The agricultural productions of California are estimated at thirty million dollars for the year 1872, and the value of manufactured articles in the State for the same period at thirty-one million dollars, making an aggregate of sixty-one million dollars per annum—a larger sum than has been produced from the mines of California in any one year since the discovery of gold, except the year 1853, and thirty-six million dollars greater than the gold product of the State at the present period. Adding the agricultural, mechanical, and gold products of 1872, we have an aggregate of eighty-one million dollars, or twenty-one million dollars more than the annual yield of gold in any year since 1848. If we add to these productions the real estate and personal property of California, valued at three hundred million dollars, some idea of the increasing wealth of the State may be had.
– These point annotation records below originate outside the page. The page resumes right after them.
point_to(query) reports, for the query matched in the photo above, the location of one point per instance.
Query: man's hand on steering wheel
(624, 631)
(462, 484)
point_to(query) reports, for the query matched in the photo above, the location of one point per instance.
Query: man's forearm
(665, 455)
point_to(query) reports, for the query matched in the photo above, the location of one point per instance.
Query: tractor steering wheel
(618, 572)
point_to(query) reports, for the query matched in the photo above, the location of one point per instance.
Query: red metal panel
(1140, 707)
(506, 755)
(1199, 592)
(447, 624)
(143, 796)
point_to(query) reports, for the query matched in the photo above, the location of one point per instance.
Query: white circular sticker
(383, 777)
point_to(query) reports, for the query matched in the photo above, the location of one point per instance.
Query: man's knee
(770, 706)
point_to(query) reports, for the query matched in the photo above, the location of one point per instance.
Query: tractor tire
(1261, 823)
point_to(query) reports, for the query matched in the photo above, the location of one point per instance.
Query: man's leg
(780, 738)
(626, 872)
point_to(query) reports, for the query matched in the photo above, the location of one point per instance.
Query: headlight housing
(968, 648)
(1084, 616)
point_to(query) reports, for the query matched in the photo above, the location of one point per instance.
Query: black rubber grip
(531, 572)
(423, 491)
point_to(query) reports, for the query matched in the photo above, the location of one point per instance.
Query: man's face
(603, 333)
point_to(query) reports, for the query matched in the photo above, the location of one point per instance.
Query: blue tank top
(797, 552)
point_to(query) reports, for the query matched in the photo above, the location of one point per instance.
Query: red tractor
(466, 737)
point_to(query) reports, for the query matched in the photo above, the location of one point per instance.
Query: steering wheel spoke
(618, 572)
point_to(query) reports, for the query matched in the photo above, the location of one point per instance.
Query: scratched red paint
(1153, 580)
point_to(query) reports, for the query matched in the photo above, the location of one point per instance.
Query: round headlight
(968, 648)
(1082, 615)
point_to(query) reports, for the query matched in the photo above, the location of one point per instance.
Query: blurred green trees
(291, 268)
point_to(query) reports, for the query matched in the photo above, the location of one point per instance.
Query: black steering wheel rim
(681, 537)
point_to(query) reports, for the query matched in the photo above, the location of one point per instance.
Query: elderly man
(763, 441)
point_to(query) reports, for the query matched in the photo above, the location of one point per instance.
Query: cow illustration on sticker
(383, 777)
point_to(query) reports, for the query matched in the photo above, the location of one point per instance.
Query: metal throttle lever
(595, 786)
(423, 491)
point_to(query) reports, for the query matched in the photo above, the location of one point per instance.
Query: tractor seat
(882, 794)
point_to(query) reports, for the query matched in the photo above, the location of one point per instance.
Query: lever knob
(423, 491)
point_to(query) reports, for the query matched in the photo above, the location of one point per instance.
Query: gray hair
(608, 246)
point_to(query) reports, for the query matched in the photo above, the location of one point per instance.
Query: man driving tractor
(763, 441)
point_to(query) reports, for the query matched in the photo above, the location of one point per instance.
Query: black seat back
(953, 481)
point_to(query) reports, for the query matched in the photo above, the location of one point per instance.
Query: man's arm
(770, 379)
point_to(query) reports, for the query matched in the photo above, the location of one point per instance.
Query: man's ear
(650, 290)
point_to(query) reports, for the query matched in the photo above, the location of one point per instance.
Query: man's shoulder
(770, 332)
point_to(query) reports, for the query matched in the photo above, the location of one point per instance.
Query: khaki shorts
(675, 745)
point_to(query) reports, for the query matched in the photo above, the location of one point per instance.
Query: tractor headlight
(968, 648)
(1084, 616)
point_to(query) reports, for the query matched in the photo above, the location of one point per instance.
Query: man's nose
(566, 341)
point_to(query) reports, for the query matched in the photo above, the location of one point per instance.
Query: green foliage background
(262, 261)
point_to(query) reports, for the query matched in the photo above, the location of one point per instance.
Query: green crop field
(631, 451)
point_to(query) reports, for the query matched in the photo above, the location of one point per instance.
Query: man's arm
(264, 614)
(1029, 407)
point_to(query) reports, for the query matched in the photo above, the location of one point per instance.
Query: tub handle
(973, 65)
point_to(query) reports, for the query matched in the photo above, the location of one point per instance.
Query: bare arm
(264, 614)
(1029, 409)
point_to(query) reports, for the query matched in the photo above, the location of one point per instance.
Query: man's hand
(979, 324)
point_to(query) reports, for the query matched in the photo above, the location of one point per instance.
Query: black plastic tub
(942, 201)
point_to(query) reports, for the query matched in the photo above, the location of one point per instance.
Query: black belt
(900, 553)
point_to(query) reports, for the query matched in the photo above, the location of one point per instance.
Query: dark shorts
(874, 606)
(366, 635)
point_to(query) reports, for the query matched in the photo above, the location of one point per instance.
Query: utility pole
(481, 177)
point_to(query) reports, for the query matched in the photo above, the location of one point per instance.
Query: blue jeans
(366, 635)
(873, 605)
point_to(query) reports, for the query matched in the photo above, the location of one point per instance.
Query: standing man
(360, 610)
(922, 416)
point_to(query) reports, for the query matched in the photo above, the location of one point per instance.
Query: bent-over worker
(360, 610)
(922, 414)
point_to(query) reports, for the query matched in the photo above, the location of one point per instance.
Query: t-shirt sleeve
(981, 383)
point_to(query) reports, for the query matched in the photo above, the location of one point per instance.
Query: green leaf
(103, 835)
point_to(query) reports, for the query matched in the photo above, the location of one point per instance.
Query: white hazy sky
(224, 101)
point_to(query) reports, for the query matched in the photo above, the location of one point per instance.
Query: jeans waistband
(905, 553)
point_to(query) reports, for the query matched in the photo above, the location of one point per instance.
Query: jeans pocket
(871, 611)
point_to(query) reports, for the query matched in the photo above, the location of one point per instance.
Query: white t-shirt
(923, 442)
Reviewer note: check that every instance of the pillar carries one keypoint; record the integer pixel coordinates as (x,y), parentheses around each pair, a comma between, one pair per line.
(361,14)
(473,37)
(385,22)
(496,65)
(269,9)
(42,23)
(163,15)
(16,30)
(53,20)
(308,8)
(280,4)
The tonnage entry of the port of San Francisco, for the year 1871, was 3,519 vessels of all classes, including the coasting fleets, and aggregating one million tons. Of the one hundred million pounds of tea finding its way from China and Japan into the United States annually, twenty-two million pounds enter the port of San Francisco, and is transported East by rail.

The completion of the Pacific and Atlantic railroad in 1869 has wrought great changes in the commercial affairs of California, in placing the merchants of the State in constant and speedy communication with the great manufacturing centres of the Atlantic States and

Europe; relieving importers, to a degree, of the tedious and uncertain voyages by the Isthmus of Panama and Cape Horn, and placing the public beyond the reach of the monopolist, whose fortune depends upon the dangers of the seas and the winds that baffle the mariner.

Another change wrought in the commercial affairs of the State is diversion of trade from San Francisco. Previous to the completion of the railroad, San Francisco was the only outlet in the State. Every person leaving the coast, either for Europe or the Atlantic States, was obliged to come first to San Francisco; so all the merchandise, intended for the State, had also to enter San Francisco. Now persons in the interior take the cars at their homes along the road; so the interior merchants, from the Bay of San Francisco to Utah, order their goods overland, having them dropped at the stations along the road, much to the detriment of San Francisco, which, owing to the causes here mentioned, has great cause, at least for the present, to regret the completion of a road, which, while it redounds vastly to the benefit of the State, has temporarily prostrated the business of the merchants of San Francisco.

Among the articles of export of the State, in 1871, were seven hundred and fifty thousand gallons of wine and eighty thousand gallons of brandy, a great portion of which went East to all parts of the Atlantic States by rail.